Published on:

Defendant’s failure to object with specificity results in the court affirming a sentence enhancement for a prior burglary conviction as a crime of violence

After the defendant in U.S. v Ramirez-Florez pleaded guilty to reentry after deportation, he received a 16-level enhancement in his sentencing guidelines range because of a prior conviction for burglary of a dwelling in violation of the South Carolina conviction for burglary of a dwelling conviction that the district court determined was a crime of violence. The statute encompasses more than the generic definition of a burglary which is the unlawful entry into a residence. It also encompasses the unlawful entry into non-generic structures such as outhouses, sheds, or other buildings that are within two hundred yards of an appurtenant to a residence. Following the sentencing and after the briefs were filed on appeal, the Supreme Court decided Descamps v. U. S. and the defendant raised the argument for the first time at oral argument that the South Caroline statute is not divisible under Descamps and the district court erred in applying the modified categorical approach. In a divisible statute, where the statute sets out one or more elements of the offense in the alternative that in effect creates several different crimes, the courts must apply the modified categorical approach.

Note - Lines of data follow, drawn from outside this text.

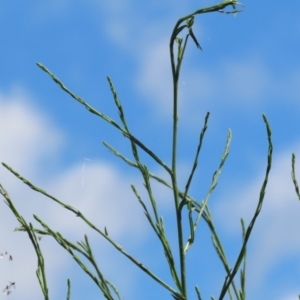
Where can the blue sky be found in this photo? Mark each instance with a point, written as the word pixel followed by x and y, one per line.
pixel 249 66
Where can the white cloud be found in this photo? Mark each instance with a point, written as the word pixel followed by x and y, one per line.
pixel 100 190
pixel 275 236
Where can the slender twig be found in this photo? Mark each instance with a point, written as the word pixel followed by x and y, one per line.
pixel 294 176
pixel 89 223
pixel 241 255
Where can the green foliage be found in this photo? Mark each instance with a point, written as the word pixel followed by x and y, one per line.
pixel 196 209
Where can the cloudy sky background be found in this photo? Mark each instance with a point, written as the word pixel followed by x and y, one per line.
pixel 249 66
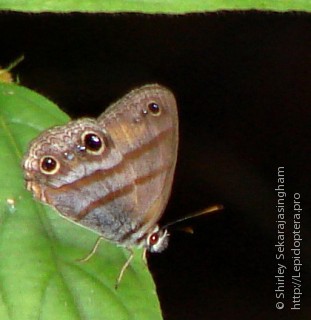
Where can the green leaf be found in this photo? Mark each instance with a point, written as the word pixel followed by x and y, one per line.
pixel 153 6
pixel 40 277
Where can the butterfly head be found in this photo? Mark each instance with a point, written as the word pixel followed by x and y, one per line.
pixel 157 240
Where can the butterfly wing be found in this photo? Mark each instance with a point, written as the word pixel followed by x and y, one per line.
pixel 114 174
pixel 144 126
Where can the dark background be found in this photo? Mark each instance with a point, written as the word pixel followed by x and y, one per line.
pixel 242 81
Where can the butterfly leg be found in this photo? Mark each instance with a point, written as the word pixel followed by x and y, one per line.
pixel 126 264
pixel 89 256
pixel 144 256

If at least one of the alternative elements matches the generic definition, the court may consult a limited class of documents, such as the indictment and jury instructions to determine which element formed the basis of the defendant’s prior conviction.

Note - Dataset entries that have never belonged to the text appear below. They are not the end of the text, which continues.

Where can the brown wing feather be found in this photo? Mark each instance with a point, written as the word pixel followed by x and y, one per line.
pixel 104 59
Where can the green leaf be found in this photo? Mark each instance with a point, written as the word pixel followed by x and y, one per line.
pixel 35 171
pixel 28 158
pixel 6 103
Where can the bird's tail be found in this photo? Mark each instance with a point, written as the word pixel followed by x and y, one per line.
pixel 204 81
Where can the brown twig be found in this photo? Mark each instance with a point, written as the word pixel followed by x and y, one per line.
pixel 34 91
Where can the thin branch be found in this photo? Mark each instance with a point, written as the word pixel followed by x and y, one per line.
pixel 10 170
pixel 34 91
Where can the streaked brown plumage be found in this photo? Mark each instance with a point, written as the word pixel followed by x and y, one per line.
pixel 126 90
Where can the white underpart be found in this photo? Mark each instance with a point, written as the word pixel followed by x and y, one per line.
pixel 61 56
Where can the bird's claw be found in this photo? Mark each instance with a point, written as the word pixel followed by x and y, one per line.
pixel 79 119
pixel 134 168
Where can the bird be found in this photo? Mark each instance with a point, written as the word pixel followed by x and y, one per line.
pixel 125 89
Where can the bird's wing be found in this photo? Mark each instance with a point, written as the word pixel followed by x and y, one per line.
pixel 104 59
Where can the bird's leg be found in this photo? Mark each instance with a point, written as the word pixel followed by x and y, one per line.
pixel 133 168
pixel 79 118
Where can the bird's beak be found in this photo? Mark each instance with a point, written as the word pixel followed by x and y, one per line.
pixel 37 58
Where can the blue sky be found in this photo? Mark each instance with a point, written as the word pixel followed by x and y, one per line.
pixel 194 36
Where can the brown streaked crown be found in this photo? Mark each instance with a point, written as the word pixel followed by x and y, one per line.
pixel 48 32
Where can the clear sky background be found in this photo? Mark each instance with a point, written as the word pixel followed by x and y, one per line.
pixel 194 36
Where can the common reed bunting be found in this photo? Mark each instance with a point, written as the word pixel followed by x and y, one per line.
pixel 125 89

Viewed the challenge to the defendant’s argument that the statute was divisible under the plain error because the argument was not raised before the district court or in the briefs on appeal. The defendant could not show that that the error was plain or obvious that the South Carolina statute is not divisible and found the issue is subject to interpretation.

In his second argument raised in the brief, he argued that his prior South Carolina conviction did not qualify as a crime of violence because the Shepard documents do not prove that he burglarized a generic dwelling. Because Ramirez-Flores could not show that the statute was indivisible, the court decided it was appropriate to consider Shepard documents. As the presentence investigation (psi) report presented evidence to the district court that the defendant’s prior burglary conviction involved the burglary of a residence. A court applying the modified categorical approach may consider undisputed facts in the psi which in this case said that the defendant forcibly entered the victim’s residence with a codefendant and removed property from the residence. Ramirez-Flores claims he objected at the sentencing hearing to these facts in the psi and therefore cannot rely on its description of his conduct. The court found that his objection was only a general objection to the factual and legal statements in the particular paragraph relating to the narrative of this prior conviction. The court held that vague assertions of inaccuracies are not sufficient to raise a factual dispute. “We require objections to the psi to be made with specificity and clarity in order to alert the government and the district court to the mistake of which the defendant complains.” The only factual objection made by the defendant to the psi was that the prior crime was not a crime violence and this did not fairly apprise the government or the court of any objections. Therefor the district court properly relied on undisputed facts.